La convention d’honoraires prévoit en sa page 2 'pour les diligences accomplies avant l’introduction de l’instance (….) l’honoraire sera facturé sur la base horaire de 150 € HT'. Les frais de déplacement sont prévus à l’article 4 de la convention.
Au regard de la nature du litige, du temps nécessaire à son appréhension, des multiples correspondances, et des diligences susdites, la facture présentée correspond à un temps de travail de l’ordre de 6 heures (1 015 € /150 €), ce qui n’apparaît absolument pas excessif (étant précisé que la TVA ne rémunère pas l’avocat).
La réalité desdites diligences n’est en vérité pas vraiment contestée, et, quand bien même le travail du conseil -qui n’est pas tenu à une obligation de résultat- n’aurait pas donné satisfaction au client, les diligences effectuées doivent être rémunérées en application de la convention d’honoraires, qui fait la loi des parties en application de l’article 1103 du code civil. Les diligences ainsi facturées n’apparaissent donc pas manifestement inutiles.

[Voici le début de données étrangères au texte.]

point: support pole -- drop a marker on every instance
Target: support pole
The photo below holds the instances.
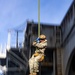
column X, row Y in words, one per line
column 38, row 17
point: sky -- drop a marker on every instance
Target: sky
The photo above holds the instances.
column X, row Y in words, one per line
column 14, row 13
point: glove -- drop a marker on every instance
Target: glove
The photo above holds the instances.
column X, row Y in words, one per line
column 38, row 40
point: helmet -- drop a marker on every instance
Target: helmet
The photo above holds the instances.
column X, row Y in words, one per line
column 42, row 36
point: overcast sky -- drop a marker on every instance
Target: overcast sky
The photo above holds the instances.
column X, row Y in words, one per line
column 15, row 12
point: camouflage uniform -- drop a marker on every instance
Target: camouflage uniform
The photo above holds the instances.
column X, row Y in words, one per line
column 38, row 56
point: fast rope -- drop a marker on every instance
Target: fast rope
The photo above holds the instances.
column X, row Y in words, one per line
column 38, row 18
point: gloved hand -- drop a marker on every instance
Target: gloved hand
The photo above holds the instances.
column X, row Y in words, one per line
column 38, row 40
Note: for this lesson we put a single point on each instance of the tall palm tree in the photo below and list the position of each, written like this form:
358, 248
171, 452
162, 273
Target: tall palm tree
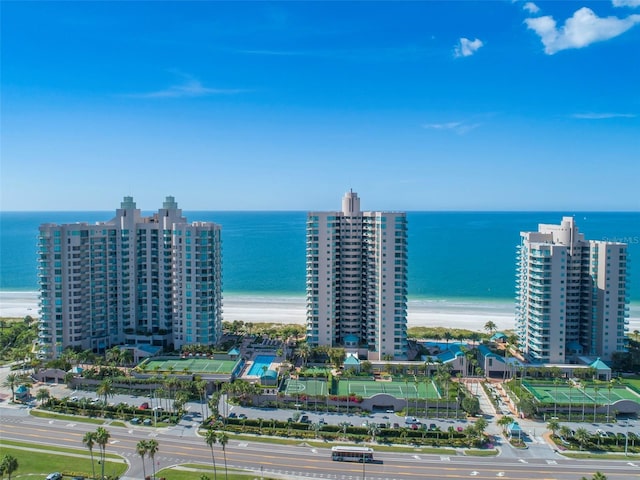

Il s’ensuit que c’est par une juste appréciation que le bâtonnier, au vu des factures détaillés, de la convention d’honoraire et des diligences justifiées, a fait droit à la requête de la SELAS Devarenne Associés Grand Est.
Il doit être confirmé.
Mme [P] [E] succombe en son recours, elle est logiquement déboutée de sa demande au titre de l’article 700 du code de procédure civile.
PAR CES MOTIFS,
Déclarons recevable le recours introduit par Mme [P] [E],
Confirmons l’ordonnance rendue le 3 novembre 2021 par le bâtonnier de l’ordre des avocats de [Localité 5],
Déboutons Mme [P] [E] de sa demande présentée sur le fondement de l’article 700 du code de procédure civile,
Rappelons que la présente procédure est sans dépens.